He chooseth you, however, and rejecteth them; he humble th them and exalteth you; for them he is a hard and severe master, and for you a liberal and bountiful father. What more could he have done to engage you to serve and to be faithful to him? What more powerful attraction, or more likely to secure the homages of hearts than benefits? "Thine, O Lord," said David, at the height of all his prosperity, "is the greatness, and the power, and the glory: both riches and honour come from thee; and in thine hand it is to make great, and to give strength unto all. It is just, then O my God, to glorify thee in thy gifts; to measure what I owe thee upon what thou hast done for me; and to render mine exaltation, my greatness, and all that I am, subservient to thy glory."

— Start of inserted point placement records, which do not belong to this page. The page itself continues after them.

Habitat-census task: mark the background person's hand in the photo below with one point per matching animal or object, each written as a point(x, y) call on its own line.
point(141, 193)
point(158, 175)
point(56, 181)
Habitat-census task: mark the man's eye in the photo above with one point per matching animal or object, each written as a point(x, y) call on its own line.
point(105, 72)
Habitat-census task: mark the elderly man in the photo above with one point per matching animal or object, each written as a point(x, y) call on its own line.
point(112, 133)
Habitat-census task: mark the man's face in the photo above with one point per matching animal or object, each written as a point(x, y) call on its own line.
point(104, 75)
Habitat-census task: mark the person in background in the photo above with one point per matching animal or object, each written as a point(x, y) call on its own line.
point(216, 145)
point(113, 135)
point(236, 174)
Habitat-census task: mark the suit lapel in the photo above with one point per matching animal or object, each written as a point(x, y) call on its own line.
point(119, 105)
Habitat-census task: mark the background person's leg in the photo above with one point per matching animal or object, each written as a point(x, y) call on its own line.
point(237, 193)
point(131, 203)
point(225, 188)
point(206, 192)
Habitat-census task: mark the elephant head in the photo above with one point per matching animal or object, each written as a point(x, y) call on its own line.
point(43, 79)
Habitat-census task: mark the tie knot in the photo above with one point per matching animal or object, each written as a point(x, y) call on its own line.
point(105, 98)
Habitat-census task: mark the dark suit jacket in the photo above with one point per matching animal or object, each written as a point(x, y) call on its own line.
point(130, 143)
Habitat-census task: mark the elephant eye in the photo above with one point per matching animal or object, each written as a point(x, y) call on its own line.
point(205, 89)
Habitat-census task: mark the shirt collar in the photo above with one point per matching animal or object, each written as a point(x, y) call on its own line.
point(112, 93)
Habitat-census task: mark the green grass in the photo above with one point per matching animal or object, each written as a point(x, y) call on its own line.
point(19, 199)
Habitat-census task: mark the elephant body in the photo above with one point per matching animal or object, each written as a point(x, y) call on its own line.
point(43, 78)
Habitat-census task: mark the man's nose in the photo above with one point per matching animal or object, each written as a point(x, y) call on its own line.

Yet, nevertheless, my brethren, the more he hath done for you, the more do you raise yourselves up against him. It is the rich and the powerful who live without other God in this world than their iniquitous pleasures. It is you alone who dispute* the slightest homages to him; who believe yourselves to be dispensed from whatever is irksome or severe in his law; who fancy yourselves born for the sole purpose of enjoying yourselves, of applying his benefits to the gratification of your passions, and who remit to the common people the care of serving him, of returning him thanks, and of religiously observing the ordinances of his holy law.

Thus frequently the people worship, and you insult him; the people appease, and you provoke him; the people invoke, and you neglect him; the people zealously serve him, and you look down upon his servants; the people are continually raising up their hands to him3 and you doubt whether he even exists, you who alone feel the effects of his liberality and of his power; his chastisements form worshippers to him, and his benefits are followed with only derisions and insults.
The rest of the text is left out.